JESUS sometimes answers one question by posing another. This is not because he is sneaky, but because, among rabbis, it was a common way of arguing. In the next chapter, he will use the same method to avoid condemning himself (“render unto Caesar”, 22.15-22).
The question put to him is not trivial; for sources of authority are a sensitive matter. Human beings learn to observe where authority lies in social situations, taking cues from the behaviour of an individual or group. The signalling of authority can be subtle (are others deferring to them?) or manifest: I recall a bishop’s wife who regularly referred to her husband as “Bishop N”. James 2 is a recent lectionary example of how Christians ought (ideally) to make such calculations.
Naturally the religious authorities want to investigate the course content of Jesus’s teaching. If he is promoting resistance to the Romans, the whole people will suffer for it. If his teaching about the law and the prophets is wrong, it could bring down divine judgement upon them.

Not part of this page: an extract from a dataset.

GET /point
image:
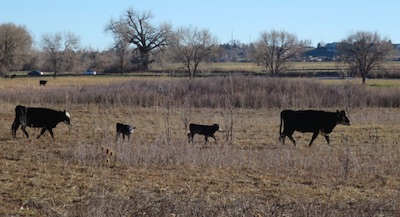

Authority is at issue in Ezekiel, too. This passage of the prophet is precious because it speaks of the new heart and spirit that are central to the Christian experience of redemption. It also denounces the belief that God makes people suffer for things that are not their fault. Corporate punishment for an individual sin, or a penalty laid on offspring for the faults of parents, is not just. It forms no part of God’s plan.
This is controversial stuff, because Ezekiel is challenging no less an authority than the Pentateuch (Exodus 34.7). Last week’s Old Testament reading taught Jonah a lesson about God’s sovereignty (his freedom to act as he wills) and his equity (the fairness of his judgment): both characteristics are foundations on which trust in God’s authority is built.
One of the lessons that we can take from such passages is that there is nothing wrong with challenging someone (even God) to justify their behaviour or attitude. The chief priests and elders are not in the wrong because they question Jesus: they are in the wrong because the Gospel reveals that they are not motivated by a search for truth.
We may well ask how Matthew could know what the chief priests and elders said together (otherwise, we might assume that he has simply dreamed up some plausible words). On this point, my commentary annoyed me by flannelling: “The thoughts of Jesus’ opponents are manifest from their deeds.” That disguises the difficulty. It is one thing to accept that they mistrusted the Nazarene and his motives, but quite another to treat the words that Matthew reports as a verbatim record of what was spoken on that occasion.
Thus, the first part of the passage, which is ostensibly about Jesus’s authority as a teacher, also invites us to consider Matthew’s authority as an Evangelist. Why should we believe that he knows what he appears to know? Consciously or unconsciously, we apply our different tests: (1) Does the Gospel “hang together” as an internally consistent piece of writing? Yes. (2) Does Jesus display integrity and consistency in his words and actions? Yes. (3) Does the Gospel as a whole cohere with what we know of Jesus from other writings? Yes.
To this, we should add a fourth point: (4) Is Matthew’s account based on any extant source material? Again, the answer is “Yes”; for, if we look at Mark (11.27-33), it is clear that Matthew has followed his account with only minor variations.
Once we are sure that the Gospel hangs together, that its picture of Jesus is convincing, that it is consistent with other evidence, and that it is based on a reliable source that we can verify independently, where does that leave us? We still do not have 100-per-cent certainty. If responding to Jesus our Lord with faith and love does not happen without proof, it is hard to see how a demonstration of his full identity would change hearts of stone to hearts of flesh.
However far back we go into the origins of the Gospel, we will never have “enough” proof. Sooner or later, we still have to take the leap of faith over the abyss of doubt and ignorance. But the voice of the one who speaks with authority — and not like one of the scribes (Matthew 7.29) — fills us with courage to take that leap.